A shocking revelation emerged yesterday which indicted the Ministry of Petroleum Resources of spending without implementing, the sum of N500 million it received in the 2013 budget for the sensitisation of Nigerians on the Petroleum Industry Bill (PIB).
Details given by the Permanent Secretary of the ministry, Mr Danladi Kifasi, who represented the minister at yesterday’s budget defence of the ministry before the Senate Committee on Gas, suggested the apparent diversion of said sum.
Kifasi said he could not explain the details of the expenditure because he was new to the ministry as he was posted in August, last year.
He said from the records he met at the ministry, the N500 million was expended on radio and television jingles, newspaper advertisements, monitoring vehicles etc without going into details which he couldn’t provide evidence for.

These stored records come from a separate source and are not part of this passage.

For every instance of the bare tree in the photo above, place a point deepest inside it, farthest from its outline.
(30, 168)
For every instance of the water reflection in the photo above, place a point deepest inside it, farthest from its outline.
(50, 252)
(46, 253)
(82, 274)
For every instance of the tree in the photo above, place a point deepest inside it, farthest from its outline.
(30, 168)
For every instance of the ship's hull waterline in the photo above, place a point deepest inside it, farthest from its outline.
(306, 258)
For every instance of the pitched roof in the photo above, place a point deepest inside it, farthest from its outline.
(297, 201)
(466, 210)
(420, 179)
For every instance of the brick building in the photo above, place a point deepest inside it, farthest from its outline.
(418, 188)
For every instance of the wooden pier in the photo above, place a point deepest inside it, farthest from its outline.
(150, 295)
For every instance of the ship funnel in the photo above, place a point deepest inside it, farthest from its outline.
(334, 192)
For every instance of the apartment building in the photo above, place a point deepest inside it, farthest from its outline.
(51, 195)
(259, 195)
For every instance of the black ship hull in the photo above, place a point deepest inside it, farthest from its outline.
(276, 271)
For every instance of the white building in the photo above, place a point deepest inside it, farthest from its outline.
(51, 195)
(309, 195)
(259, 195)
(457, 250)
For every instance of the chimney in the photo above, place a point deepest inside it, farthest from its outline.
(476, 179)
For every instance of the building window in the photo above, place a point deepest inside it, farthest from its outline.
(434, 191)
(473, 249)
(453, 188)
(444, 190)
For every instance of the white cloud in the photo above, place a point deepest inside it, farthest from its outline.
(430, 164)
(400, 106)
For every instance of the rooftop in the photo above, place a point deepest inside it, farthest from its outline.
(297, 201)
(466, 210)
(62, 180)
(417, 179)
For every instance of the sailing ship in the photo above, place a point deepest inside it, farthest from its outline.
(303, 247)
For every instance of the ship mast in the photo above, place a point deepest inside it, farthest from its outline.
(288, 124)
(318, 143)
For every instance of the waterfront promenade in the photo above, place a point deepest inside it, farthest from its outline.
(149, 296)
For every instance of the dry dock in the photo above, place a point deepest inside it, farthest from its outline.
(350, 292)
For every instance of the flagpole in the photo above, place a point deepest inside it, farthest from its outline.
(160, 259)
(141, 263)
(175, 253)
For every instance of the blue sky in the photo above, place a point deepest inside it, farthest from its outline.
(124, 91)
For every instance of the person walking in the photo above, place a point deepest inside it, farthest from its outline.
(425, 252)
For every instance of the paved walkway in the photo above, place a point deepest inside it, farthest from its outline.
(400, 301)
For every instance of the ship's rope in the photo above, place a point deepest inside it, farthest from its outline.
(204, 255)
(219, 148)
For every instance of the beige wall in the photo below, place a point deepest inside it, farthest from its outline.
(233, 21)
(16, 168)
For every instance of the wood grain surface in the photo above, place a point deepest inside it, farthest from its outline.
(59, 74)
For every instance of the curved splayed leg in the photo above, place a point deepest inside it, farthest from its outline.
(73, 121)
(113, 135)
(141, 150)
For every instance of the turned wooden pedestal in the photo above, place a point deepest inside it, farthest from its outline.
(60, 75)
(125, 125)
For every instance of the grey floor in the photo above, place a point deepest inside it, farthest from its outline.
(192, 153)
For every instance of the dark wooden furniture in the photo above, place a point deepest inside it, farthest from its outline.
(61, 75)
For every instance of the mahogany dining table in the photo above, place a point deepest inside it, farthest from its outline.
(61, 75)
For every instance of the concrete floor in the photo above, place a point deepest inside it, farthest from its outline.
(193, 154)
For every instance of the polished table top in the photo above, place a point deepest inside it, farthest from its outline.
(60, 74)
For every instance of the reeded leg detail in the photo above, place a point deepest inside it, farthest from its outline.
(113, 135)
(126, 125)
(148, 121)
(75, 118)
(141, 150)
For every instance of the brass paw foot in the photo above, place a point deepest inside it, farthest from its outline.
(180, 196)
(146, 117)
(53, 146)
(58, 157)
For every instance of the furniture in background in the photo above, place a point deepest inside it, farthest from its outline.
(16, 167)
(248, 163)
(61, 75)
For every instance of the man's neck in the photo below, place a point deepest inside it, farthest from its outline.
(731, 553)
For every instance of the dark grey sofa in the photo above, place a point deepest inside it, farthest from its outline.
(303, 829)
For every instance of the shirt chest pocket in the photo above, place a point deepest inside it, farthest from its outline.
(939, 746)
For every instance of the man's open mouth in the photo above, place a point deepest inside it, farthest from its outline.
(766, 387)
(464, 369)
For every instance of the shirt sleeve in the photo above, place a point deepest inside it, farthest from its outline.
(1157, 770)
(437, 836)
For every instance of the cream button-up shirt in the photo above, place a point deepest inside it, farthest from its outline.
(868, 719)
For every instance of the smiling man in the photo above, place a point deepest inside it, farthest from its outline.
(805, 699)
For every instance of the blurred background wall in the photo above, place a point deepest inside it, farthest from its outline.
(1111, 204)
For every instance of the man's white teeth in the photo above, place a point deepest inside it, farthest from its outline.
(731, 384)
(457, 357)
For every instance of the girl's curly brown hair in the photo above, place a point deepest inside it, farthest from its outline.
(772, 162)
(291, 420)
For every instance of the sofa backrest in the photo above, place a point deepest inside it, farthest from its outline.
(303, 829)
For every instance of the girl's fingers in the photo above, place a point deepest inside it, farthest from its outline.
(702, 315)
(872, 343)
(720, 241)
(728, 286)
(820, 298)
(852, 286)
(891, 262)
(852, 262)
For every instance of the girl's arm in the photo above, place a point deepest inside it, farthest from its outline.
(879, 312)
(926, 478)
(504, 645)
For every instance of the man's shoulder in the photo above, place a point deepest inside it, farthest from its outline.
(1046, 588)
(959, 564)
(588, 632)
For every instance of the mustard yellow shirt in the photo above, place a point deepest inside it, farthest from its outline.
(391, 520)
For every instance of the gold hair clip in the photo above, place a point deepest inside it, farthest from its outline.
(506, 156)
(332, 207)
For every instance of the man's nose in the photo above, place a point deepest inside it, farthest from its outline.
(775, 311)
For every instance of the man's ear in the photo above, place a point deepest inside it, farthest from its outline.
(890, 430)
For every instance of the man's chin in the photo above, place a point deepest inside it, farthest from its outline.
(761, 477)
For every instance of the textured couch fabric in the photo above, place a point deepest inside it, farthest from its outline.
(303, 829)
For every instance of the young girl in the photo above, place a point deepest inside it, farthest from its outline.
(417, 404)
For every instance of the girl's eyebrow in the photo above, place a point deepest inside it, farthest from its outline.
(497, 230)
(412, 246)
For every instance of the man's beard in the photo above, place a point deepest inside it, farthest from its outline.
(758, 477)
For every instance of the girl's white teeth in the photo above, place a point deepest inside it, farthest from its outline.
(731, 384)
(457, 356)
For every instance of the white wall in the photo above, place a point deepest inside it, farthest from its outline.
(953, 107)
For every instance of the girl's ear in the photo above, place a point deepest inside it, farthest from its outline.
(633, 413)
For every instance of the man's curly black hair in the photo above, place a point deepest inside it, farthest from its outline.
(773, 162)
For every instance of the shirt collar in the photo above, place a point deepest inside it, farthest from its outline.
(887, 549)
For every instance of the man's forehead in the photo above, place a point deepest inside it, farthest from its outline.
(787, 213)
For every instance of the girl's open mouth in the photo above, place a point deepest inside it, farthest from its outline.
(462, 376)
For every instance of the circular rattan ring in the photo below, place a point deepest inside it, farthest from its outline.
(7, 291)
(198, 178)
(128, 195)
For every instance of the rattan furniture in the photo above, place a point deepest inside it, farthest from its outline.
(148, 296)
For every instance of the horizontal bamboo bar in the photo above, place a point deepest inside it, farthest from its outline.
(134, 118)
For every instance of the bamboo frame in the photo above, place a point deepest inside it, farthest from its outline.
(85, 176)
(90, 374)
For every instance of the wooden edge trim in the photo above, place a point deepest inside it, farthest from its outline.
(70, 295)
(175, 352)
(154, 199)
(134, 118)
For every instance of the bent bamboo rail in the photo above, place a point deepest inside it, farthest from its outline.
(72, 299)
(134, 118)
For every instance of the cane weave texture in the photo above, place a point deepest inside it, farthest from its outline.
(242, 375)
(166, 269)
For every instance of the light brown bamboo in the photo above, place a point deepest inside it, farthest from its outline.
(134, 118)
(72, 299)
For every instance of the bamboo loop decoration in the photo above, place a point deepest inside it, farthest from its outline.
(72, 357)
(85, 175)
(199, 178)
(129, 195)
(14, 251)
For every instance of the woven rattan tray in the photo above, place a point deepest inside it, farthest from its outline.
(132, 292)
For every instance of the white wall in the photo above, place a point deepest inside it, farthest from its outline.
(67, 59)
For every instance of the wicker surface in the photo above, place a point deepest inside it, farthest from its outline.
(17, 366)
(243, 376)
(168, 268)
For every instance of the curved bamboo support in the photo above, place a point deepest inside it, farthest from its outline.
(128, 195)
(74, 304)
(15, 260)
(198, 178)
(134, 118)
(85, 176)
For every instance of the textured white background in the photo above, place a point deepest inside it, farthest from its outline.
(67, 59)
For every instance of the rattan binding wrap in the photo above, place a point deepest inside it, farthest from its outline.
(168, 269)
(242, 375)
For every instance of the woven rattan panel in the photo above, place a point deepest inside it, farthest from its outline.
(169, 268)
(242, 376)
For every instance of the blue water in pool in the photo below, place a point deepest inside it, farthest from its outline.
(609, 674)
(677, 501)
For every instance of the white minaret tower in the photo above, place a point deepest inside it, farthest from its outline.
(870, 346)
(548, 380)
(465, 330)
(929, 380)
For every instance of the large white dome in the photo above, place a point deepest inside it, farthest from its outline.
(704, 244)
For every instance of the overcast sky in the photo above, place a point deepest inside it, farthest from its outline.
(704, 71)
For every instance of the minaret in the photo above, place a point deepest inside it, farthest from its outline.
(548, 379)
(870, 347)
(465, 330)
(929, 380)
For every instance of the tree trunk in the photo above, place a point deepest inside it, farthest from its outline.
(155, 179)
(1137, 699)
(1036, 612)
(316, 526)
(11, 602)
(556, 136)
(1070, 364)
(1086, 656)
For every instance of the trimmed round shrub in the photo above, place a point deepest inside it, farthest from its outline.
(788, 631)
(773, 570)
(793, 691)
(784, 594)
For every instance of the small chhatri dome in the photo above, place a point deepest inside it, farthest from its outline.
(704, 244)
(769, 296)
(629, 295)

Drawing the attention of other lawmakers on the committee to the transaction, Senator Bello Tukur wondered why the ministry got itself involved in the PIB campaign despite the presence of the Nigerian National Petroleum Corporation (NNPC) which had been the parastatal driving the bill.
But the ministry’s Director, Public Relations and Press, Mr. Kingsley Agha, said the ministry was not actually given the opportunity to explain the details of the expenditure.
He said there were evidence all over the country that the fund was used for the mounting of bill boards in strategic locations in the major cities of the country as well as proof that part of the funds were used for radio and television campaigns.
The sum of $3.16 billion was allocated to the ministry for capital projects for gas infrastructure in the 2013 budget, out of which $1.7 billion was released to the ministry.
Chairman of the committee, Senator Nkechi Nwogu, while inquiring on the progress made by the ministry in the area of gas infrastructure development asked “somebody should tell this committee what you did in the area of gas infrastructure and development in 2913.”
Responding, Kifasi said “on the part of the ministry, absolutely nothing was done on gas infrastructure development because we do not have the technical capacity to go into the construction of gas pipelines.”